Zwischen Neckar und Alb

Franzosen baggern „Fildergold“ ab

Stuttgart 21 Die Bauarbeiten gehen weiter: Nun greift die Bahn die freie Strecke zwischen Flughafen und Wendlingen an. Eine erfahrene französische Firma soll 1,4 Millionen Tonnen Erde bewegen. Von Roland Kurz

18.09.2018 Foto: Robin Rudel14: Bahn-Baustelle Scharnhausen, Kreuzung L 1204 in Richtung Scharnh., nördlich A 8
18.09.2018 Foto: Robin Rudel14: Bahn-Baustelle Scharnhausen, Kreuzung L 1204 in Richtung Scharnh., nördlich A 8

Aktion und Maschine waren am Dienstagnachmittag wenig spektakulär: Eine Planierraupe schiebt neben der Autobahn bei Scharnhausen den Mutterboden zur Seite. Benjamin Denk, Bauleiter im ICE-Abschnitt 1.4 „Filderbereich bis Wendlingen“, spricht dennoch von einem Meilenstein, weil es nun auf die freie Strecke zwischen Flughafen und Wendlingen geht - und überdies im Zeitplan. Besonders sind diese Erdarbeiten außerdem, weil erstmals für das Projekt Stuttgart 21 ein französisches Unternehmen eingesetzt wird, und weil in einigen Monaten riesige Maschinen ankommen, um die Erde abzuhobeln.

Die Firma Vinci Construc­tion Terrassement bringt viel Erfahrung im Bau von Bahntrassen mit. Die vergangenen fünf Jahre habe man die fast 300 Kilometer lange TGV-Strecke von Tours nach Bordeaux vorbereitet, erzählt Projektleiter Julien Siquier.
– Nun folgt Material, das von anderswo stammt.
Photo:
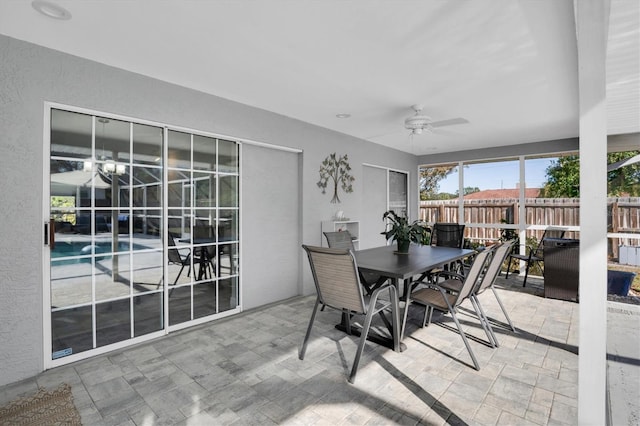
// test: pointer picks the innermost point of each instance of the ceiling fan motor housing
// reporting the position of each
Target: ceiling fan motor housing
(418, 123)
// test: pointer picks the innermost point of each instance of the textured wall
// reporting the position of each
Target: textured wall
(31, 75)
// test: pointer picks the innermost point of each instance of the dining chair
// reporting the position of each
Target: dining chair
(335, 274)
(344, 240)
(176, 258)
(534, 255)
(435, 296)
(498, 254)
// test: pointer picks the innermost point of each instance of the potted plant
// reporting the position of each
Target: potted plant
(405, 233)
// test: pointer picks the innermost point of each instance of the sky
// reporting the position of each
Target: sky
(499, 175)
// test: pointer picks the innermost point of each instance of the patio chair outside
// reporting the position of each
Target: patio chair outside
(534, 254)
(175, 258)
(335, 274)
(449, 235)
(435, 296)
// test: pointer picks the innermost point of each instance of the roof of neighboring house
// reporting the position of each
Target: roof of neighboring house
(491, 194)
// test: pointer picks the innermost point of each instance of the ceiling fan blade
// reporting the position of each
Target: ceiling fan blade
(449, 122)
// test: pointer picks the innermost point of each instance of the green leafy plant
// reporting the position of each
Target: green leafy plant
(404, 232)
(336, 169)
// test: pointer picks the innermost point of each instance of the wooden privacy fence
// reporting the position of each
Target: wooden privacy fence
(623, 216)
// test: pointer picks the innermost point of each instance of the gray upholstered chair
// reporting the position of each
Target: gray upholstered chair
(343, 240)
(498, 255)
(339, 239)
(435, 296)
(335, 274)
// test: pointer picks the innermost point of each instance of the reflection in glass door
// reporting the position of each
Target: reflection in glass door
(117, 247)
(202, 226)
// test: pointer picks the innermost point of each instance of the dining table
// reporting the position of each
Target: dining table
(405, 268)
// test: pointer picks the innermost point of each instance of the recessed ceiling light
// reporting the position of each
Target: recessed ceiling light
(51, 10)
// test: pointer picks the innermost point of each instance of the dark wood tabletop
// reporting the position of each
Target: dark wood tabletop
(387, 262)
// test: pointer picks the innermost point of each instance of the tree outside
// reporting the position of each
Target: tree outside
(563, 177)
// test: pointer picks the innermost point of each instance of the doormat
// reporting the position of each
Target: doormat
(43, 408)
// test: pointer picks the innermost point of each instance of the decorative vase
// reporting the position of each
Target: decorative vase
(403, 246)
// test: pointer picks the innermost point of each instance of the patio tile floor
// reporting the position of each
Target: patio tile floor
(245, 370)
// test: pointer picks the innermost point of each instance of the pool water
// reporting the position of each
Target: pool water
(73, 249)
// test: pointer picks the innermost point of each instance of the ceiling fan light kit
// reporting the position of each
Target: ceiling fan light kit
(417, 123)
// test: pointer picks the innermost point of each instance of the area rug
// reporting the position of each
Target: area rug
(44, 408)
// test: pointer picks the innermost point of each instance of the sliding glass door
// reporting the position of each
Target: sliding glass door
(143, 231)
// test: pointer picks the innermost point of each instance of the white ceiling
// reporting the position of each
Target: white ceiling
(508, 67)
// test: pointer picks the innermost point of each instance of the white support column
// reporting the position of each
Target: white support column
(592, 364)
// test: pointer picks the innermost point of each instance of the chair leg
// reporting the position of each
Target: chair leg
(464, 339)
(303, 349)
(178, 277)
(395, 320)
(526, 274)
(484, 322)
(504, 311)
(407, 303)
(363, 339)
(427, 313)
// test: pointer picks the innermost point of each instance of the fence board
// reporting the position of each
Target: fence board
(623, 216)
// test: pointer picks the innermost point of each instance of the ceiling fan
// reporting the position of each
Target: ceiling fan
(419, 123)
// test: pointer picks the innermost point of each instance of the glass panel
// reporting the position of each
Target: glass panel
(205, 189)
(147, 271)
(554, 184)
(204, 153)
(179, 305)
(113, 276)
(179, 150)
(71, 331)
(70, 281)
(228, 297)
(180, 222)
(228, 191)
(148, 223)
(179, 185)
(228, 225)
(228, 259)
(204, 224)
(439, 193)
(68, 179)
(63, 213)
(228, 161)
(397, 193)
(70, 134)
(204, 299)
(147, 314)
(147, 187)
(113, 322)
(147, 144)
(491, 193)
(112, 140)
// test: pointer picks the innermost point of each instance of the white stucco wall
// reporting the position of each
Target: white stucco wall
(31, 75)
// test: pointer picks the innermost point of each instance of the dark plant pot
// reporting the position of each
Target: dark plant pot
(403, 246)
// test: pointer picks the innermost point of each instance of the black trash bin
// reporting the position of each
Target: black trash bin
(619, 282)
(561, 268)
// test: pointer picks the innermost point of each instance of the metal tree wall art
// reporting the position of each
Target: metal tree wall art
(336, 169)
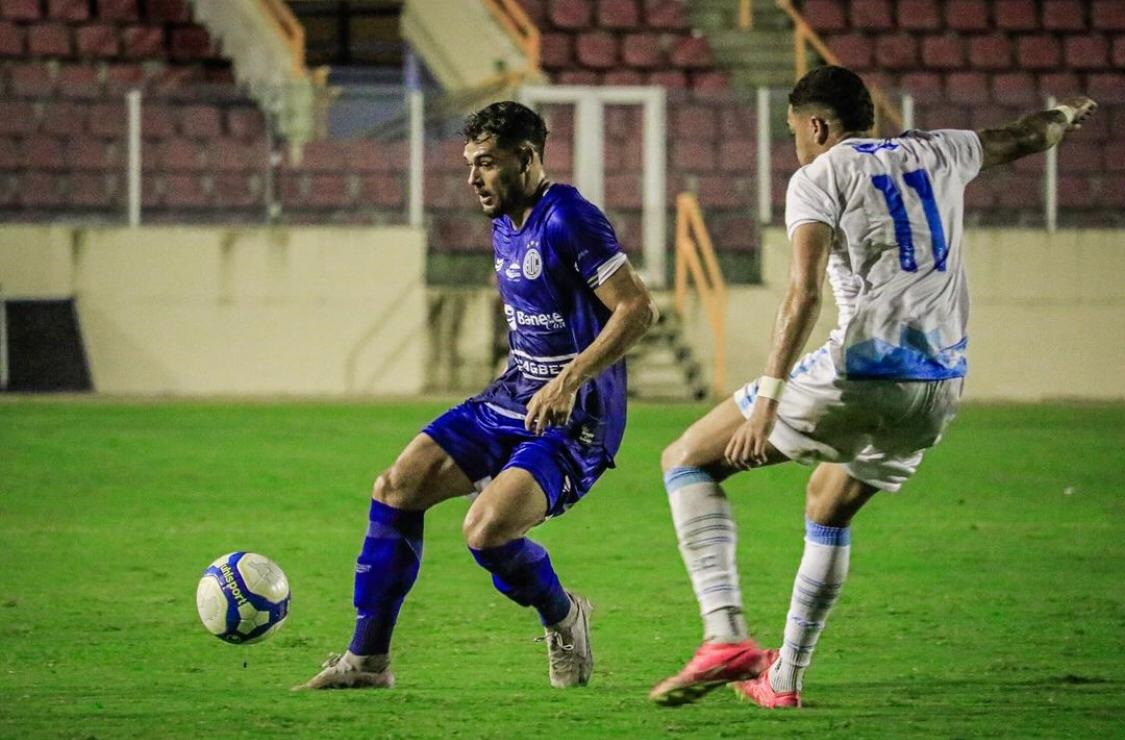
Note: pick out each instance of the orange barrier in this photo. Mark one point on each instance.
(803, 36)
(746, 14)
(515, 21)
(695, 260)
(289, 29)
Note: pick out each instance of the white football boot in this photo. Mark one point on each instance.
(568, 651)
(352, 671)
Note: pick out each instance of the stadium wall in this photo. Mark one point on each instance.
(196, 310)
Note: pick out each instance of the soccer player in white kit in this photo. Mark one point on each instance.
(882, 218)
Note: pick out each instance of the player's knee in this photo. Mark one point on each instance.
(483, 529)
(674, 456)
(390, 488)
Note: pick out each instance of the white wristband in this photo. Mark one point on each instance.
(771, 387)
(1069, 111)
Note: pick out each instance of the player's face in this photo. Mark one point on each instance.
(494, 176)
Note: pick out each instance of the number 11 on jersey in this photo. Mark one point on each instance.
(918, 180)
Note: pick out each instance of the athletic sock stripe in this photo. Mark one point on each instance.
(676, 478)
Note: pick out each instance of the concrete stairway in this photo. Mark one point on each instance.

Bis zu 100 Arbeitskräfte werde man auf den Fildern einsetzen, aus Frankreich und Deutschland. Anfang nächsten Jahres will Siquier mit seinen Scrapern anrücken - das sind 50 Tonnen schwere Schürfzüge, die den Boden aufnehmen und wegschaffen können. Bagger sind dann keine nötig, aber ein riesiger Bulldozer, der den Erdhobel anschiebt. Solche Geräte sind in Deutschland seit 1974 nicht mehr eingesetzt worden, damals beim Bau der A 831 bei Stuttgart-Vaihingen.

Boden wird zwischengelagert

Auf den Fildern soll Vinci 1,4 Millionen Tonnen Erde bewegen. Zunächst werde man das „Fildergold“ behutsam wegschieben, sagt Benjamin Denk. Der wertvolle Oberboden werde zwischengelagert und später entweder in die Dämme eingebaut oder auf landwirtschaftlichen Flächen wieder verwendet. Für die ICE-Trasse parallel zur A 8 werden effektiv 20 bis 22 Meter Breite benötigt. Das sei weniger als für eine Autobahn, betont Bahnsprecher Jan Dambach.

Etwa zehn Kilometer lang ist die Neubaustrecke zwischen dem Flughafen und Wendlingen. Gearbeitet wird dort bereits seit 2015. Die zwei Talbrücken bei Denkendorf parallel zur Autobahn sind schon fertig. Der 475 Meter lange Tunnel bei der Raststätte - dort wechselt der ICE auf die Südseite der A 8 - ist zur Hälfte betoniert, die Aushubarbeiten für den Tunneltrog sind in diesen Tagen beendet worden. Außerdem wurden zwischen Scharnhausen und Plieningen bereits zwei Eisenbahnüberführungen gebaut. Nun geht es also an die Verbindungen auf der freien Strecke. Das Auftragsvolumen für die Erdarbeiten beträgt laut Jan Dambach 56 Millionen Euro. Im Frühjahr 2020 sollen die Erdbewegungen abgeschlossen sein. Viel Transporte mit Lastzügen seien nicht zu erwarten, kündigt Projektleiter Denk an. Man könne die Massen größtenteils für den Aufbau des Bahnkörpers verwenden. Von den 100 000 Tonnen im ersten Abschnitt werde man nur ein Fünftel abtransportieren.

Begonnen haben die Erdarbeiten am Ende einer Straße, die derzeit noch mitten auf dem Feld endet: die neue L 1204. Sie soll nördlich der Autobahn von Plieningen bis zur Anschlussstelle Esslingen führen. 2017 wurde der Abschnitt bis Scharnhausen um 50 Meter nach Norden verlegt, um Platz für den ICE zu schaffen. Die restliche Strecke wird voraussichtlich im Jahr 2021 fertig.